Im Rx-Bereich dominieren die Amerikaner den Werbemarkt – und das hat einen simplen Grund: »Nirgends ist die direkte Werbung für verschreibungspflichtige Medikamente so unmittelbar erlaubt wie in den USA«, schreibt die Agentur. In anderen Ländern seien die Arten von Gesundheitsprodukten und -dienstleistungen, die beworben werden dürfen, deutlich stärker eingeschränkt als in den Vereinigten Staaten. Im Vergleich zum Gesamtmarkt falle die Höhe der Healthcare-Werbeausgaben daher zum Beispiel in Brasilien, Frankreich, Deutschland, Südkorea und Großbritannien deutlich niedriger aus, als zu erwarten wäre.

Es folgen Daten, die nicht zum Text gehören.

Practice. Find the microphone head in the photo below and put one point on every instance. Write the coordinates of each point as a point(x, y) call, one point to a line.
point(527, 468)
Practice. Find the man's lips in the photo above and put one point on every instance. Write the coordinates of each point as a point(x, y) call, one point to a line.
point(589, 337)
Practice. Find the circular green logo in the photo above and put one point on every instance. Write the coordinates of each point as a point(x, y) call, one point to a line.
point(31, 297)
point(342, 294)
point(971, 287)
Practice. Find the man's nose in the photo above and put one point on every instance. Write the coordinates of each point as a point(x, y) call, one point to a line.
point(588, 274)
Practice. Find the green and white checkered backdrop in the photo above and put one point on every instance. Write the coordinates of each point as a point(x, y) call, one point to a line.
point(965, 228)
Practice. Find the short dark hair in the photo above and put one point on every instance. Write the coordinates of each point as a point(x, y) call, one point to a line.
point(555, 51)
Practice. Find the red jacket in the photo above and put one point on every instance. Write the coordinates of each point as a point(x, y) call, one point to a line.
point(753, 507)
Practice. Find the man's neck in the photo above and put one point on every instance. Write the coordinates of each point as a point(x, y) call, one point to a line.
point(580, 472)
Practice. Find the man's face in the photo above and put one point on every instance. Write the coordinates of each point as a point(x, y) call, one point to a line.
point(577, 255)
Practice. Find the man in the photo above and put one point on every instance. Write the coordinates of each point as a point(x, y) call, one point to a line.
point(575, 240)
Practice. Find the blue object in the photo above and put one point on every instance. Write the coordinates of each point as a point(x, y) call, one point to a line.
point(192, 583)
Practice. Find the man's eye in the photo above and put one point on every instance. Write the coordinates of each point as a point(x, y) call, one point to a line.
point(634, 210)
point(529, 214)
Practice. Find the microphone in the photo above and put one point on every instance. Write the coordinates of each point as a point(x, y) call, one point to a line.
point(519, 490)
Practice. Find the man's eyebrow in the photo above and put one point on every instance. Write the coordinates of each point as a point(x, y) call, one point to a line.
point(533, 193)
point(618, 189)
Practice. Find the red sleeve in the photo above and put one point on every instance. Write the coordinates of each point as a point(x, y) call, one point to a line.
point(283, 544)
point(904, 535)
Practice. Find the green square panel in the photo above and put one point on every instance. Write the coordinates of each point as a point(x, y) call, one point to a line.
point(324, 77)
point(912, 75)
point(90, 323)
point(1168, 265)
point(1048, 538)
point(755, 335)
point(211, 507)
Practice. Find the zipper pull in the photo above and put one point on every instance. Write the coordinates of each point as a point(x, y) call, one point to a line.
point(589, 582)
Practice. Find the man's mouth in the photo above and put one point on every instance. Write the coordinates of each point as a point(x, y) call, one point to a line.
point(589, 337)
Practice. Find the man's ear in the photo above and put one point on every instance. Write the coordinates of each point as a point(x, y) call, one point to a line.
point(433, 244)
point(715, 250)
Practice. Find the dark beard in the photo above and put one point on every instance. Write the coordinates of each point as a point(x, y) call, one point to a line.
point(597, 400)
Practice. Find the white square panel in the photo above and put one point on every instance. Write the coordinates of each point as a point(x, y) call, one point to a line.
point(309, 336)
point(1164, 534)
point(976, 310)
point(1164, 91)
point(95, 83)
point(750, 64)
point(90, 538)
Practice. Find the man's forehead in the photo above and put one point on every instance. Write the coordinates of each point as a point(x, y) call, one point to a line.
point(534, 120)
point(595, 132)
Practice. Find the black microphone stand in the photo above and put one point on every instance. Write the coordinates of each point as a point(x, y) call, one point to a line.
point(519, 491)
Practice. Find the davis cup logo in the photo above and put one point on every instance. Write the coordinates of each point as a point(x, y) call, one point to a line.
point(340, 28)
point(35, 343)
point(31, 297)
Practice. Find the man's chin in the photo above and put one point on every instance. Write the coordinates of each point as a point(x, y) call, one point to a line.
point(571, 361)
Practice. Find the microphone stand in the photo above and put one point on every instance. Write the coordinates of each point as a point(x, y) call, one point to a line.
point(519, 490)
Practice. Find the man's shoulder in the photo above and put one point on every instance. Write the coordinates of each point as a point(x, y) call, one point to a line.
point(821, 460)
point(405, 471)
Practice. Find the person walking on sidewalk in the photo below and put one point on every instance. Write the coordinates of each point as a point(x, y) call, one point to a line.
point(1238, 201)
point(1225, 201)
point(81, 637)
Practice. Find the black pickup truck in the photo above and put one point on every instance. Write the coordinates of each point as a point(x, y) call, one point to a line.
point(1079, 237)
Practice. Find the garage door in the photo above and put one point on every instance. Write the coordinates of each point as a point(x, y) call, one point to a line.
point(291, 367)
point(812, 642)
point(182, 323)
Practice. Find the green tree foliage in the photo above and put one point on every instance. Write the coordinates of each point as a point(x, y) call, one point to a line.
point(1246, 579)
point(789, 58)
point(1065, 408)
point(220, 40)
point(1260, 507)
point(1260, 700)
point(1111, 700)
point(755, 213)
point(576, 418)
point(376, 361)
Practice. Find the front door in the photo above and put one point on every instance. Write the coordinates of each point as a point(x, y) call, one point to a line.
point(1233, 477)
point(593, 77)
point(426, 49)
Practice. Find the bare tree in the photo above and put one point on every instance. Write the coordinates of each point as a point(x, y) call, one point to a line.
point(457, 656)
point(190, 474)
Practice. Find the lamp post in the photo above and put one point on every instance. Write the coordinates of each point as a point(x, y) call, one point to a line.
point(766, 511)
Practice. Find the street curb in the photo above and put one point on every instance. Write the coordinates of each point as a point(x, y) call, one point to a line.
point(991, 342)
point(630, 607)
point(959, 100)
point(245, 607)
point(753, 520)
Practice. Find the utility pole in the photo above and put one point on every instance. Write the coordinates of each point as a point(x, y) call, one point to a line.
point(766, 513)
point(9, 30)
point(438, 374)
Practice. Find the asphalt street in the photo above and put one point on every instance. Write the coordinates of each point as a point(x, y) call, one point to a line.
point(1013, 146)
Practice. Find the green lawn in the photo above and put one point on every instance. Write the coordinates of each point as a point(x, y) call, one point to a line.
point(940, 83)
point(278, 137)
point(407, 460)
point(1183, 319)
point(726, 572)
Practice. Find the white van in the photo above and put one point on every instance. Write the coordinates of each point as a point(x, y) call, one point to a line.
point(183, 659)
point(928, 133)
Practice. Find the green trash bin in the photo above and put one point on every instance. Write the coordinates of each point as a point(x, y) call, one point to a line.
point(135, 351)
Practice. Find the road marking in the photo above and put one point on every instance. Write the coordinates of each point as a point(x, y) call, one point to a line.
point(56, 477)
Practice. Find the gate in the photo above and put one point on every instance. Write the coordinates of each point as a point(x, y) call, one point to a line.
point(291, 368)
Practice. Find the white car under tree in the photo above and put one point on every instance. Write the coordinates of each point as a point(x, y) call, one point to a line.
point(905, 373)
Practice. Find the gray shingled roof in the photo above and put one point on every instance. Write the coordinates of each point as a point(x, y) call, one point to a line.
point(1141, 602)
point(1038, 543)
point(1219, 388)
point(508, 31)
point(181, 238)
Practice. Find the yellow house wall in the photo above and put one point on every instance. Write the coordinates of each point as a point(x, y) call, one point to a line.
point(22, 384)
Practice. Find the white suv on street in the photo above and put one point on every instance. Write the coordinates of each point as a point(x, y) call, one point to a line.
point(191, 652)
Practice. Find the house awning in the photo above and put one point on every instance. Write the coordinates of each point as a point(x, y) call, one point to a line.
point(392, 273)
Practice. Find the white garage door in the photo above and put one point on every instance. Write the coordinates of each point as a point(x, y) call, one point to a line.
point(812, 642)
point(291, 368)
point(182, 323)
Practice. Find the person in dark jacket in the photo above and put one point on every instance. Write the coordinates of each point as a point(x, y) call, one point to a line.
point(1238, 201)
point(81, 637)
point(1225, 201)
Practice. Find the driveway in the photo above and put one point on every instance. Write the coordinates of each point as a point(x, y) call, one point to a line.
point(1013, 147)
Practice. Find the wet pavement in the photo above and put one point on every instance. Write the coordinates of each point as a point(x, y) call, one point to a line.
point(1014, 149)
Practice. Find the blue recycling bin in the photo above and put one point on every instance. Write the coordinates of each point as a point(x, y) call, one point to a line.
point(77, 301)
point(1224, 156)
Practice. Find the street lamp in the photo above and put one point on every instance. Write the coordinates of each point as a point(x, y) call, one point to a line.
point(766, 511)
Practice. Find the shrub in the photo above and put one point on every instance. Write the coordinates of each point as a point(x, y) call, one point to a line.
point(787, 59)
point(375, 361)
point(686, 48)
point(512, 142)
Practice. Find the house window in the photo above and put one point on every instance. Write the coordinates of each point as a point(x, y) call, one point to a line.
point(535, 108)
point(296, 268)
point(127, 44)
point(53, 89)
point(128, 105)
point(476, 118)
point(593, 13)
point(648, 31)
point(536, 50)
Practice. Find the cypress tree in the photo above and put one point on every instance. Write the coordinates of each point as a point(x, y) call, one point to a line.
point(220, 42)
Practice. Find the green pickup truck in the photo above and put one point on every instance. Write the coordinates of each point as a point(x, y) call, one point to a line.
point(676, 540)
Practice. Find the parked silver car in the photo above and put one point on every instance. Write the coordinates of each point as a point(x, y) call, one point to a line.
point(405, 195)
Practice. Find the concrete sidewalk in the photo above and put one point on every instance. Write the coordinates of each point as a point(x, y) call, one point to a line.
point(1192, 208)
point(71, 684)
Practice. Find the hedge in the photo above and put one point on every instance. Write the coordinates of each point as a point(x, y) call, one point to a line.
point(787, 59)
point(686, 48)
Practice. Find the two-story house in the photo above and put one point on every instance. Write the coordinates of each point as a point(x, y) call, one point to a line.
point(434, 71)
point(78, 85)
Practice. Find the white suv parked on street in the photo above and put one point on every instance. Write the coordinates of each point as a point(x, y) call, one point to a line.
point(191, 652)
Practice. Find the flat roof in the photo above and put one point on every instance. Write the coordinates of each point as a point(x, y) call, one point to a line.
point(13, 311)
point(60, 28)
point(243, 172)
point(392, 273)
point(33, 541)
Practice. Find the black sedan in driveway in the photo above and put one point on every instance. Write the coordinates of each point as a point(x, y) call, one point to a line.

Mehr TV-Werbung für Rx-Produkte

Die Investitionen in Healthcare-Reklame in den USA wuchsen zwischen 2013 und 2018 mit einer durchschnittlichen Rate von 6 Prozent pro Jahr, was die Verfasser des Berichts zum Teil auf eine starke Zunahme der Fernsehwerbung für verschreibungspflichtige Medikamente zurückführen. Der am schnellsten wachsende Markt ist demnach Indien mit einer durchschnittlichen Rate von 26 Prozent pro Jahr zwischen 2018 und 2021. »Steigende Einkommen und ein verbesserter Zugang zur Krankenversicherung machen die Gesundheitsversorgung zugänglicher und fördern eine direktere Vermarktung von Gesundheitsprodukten und -dienstleistungen an die Verbraucher«, heißt es in der Analyse.